Donna comunista Lo spirito da militante, comunque, non è mai andato in pensione. «Sono sempre stata orgogliosa di essere comunista – dice l’ex sindaca –. Non considero quella esperienza come un guscio vuoto. Essere comunista, per me, significa impegno sociale, questione morale, avere una certa idea di futuro. Era il Pci di Berlinguer, il partito che contribuì a costruire la democrazia in Italia. Spesso mi dicevano: “Come fai, da non credente, a partecipare allo scioglimento del voto?”. In realtà non ho mai avuto alcun tipo di problema. Vedo la Madonna come una grande guida per la comunità». Oggi, comunque, tutto è cambiato rispetto ai tempi del suo Pci. «Sono una elettrice del Pd e voto alle primarie, ma non sono iscritta – spiega –. Credo però che il partito debba svolgere una azione più incisiva, anche in città. E soprattutto dovrebbe superare le correnti e trovare sempre una sintesi. Bisogna ritrovarsi, parlare con la gente. Non possono certo bastare i social».
La città oggi Ma da allora è cambiata parecchio anche Sassari. La città vive da anni un progressivo declino economico, politico e sociale. Come una crisi di identità. «Difficile trovare una soluzione – commenta l’ex sindaca –. La società si è rarefatta, i legami sociali si sono allentati. E la politica, opposizione compresa, non svolge più un ruolo propulsivo. Oggi sono l’economia e la finanza a governare il mondo al suo posto. Sassari è sempre stata la città della politica, dovrebbe recuperare questo ruolo. Ma in generale, Sassari così come la Sardegna, dovrebbe riscoprire le sue antiche e autentiche vocazioni per poi collegarsi al mondo.
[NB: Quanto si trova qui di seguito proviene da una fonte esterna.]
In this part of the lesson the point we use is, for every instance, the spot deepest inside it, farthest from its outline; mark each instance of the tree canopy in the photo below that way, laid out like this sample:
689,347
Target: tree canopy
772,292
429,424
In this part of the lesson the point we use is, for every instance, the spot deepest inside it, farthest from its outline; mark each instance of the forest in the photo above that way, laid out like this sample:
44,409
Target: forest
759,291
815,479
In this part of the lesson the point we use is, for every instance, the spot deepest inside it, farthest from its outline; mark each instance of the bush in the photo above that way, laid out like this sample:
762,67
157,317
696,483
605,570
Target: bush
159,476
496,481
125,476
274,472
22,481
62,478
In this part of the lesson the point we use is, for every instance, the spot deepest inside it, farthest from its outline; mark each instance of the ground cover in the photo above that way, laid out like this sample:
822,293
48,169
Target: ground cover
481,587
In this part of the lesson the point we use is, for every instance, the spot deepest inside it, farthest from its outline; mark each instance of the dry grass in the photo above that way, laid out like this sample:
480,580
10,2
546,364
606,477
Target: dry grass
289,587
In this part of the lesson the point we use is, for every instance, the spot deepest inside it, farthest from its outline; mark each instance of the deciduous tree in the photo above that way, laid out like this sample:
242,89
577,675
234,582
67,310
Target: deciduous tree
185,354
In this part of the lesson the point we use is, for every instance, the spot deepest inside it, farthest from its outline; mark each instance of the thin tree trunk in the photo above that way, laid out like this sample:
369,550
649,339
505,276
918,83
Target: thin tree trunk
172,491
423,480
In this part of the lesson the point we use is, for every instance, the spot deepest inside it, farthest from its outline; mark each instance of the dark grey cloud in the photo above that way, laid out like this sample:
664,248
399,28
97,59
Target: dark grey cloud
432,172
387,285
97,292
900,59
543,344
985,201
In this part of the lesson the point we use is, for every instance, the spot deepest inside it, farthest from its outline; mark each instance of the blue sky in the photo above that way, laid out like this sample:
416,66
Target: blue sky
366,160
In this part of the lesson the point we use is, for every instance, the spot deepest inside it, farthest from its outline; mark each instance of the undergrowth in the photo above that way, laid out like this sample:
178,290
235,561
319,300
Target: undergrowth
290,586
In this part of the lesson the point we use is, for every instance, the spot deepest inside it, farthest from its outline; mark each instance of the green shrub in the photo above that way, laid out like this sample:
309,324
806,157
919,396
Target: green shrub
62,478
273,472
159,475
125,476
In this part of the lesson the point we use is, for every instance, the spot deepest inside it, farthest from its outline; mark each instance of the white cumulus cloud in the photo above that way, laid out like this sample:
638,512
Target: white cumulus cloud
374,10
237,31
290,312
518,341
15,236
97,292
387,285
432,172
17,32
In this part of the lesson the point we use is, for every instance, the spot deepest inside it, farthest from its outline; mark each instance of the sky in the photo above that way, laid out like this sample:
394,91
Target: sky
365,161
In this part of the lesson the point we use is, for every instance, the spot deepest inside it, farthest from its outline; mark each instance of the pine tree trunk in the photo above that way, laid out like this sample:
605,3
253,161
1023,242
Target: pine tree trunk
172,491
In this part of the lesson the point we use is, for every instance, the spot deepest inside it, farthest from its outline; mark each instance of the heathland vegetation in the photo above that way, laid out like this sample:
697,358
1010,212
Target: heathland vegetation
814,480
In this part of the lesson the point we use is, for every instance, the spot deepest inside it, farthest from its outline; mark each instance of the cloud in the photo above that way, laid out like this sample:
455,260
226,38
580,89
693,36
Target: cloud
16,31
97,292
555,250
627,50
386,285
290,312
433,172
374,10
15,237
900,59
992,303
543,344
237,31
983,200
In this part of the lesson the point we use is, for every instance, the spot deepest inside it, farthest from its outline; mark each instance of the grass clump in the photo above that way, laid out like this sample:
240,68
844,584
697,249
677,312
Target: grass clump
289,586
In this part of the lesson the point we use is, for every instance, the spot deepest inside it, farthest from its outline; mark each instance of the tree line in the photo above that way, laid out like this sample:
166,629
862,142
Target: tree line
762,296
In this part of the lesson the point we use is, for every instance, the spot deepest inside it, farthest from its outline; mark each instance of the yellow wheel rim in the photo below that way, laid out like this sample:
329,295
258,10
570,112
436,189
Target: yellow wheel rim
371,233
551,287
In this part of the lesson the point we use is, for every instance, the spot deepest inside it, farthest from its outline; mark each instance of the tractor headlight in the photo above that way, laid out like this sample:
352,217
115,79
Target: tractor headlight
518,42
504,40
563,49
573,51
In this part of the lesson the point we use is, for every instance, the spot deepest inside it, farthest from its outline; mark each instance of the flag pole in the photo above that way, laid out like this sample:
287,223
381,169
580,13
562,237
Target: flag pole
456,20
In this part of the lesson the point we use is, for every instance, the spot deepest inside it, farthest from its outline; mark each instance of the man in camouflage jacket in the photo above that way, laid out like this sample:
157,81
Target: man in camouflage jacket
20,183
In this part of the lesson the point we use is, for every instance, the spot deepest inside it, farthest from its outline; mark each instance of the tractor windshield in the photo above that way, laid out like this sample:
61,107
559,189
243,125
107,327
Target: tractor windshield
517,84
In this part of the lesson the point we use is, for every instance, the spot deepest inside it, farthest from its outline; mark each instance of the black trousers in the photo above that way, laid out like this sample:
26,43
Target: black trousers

Per questo bisogna battersi anche per i trasporti, sia interni che esterni. È vergognoso vivere questo isolamento». E a proposito di trasporti, Anna Sanna si sente di commentare solo una scelta del sindaco Campus: lo stop alla tratta dalle Cliniche all’Emiciclo della metropolitana, il cui progetto nacque proprio con lei. «Non credo nella concentrazione delle auto verso il centro – dice –. Sirio fu una conquista. Era stato pensato per unire le borgate alla città, fino al suo centro. Togliere quella tratta sarebbe un errore».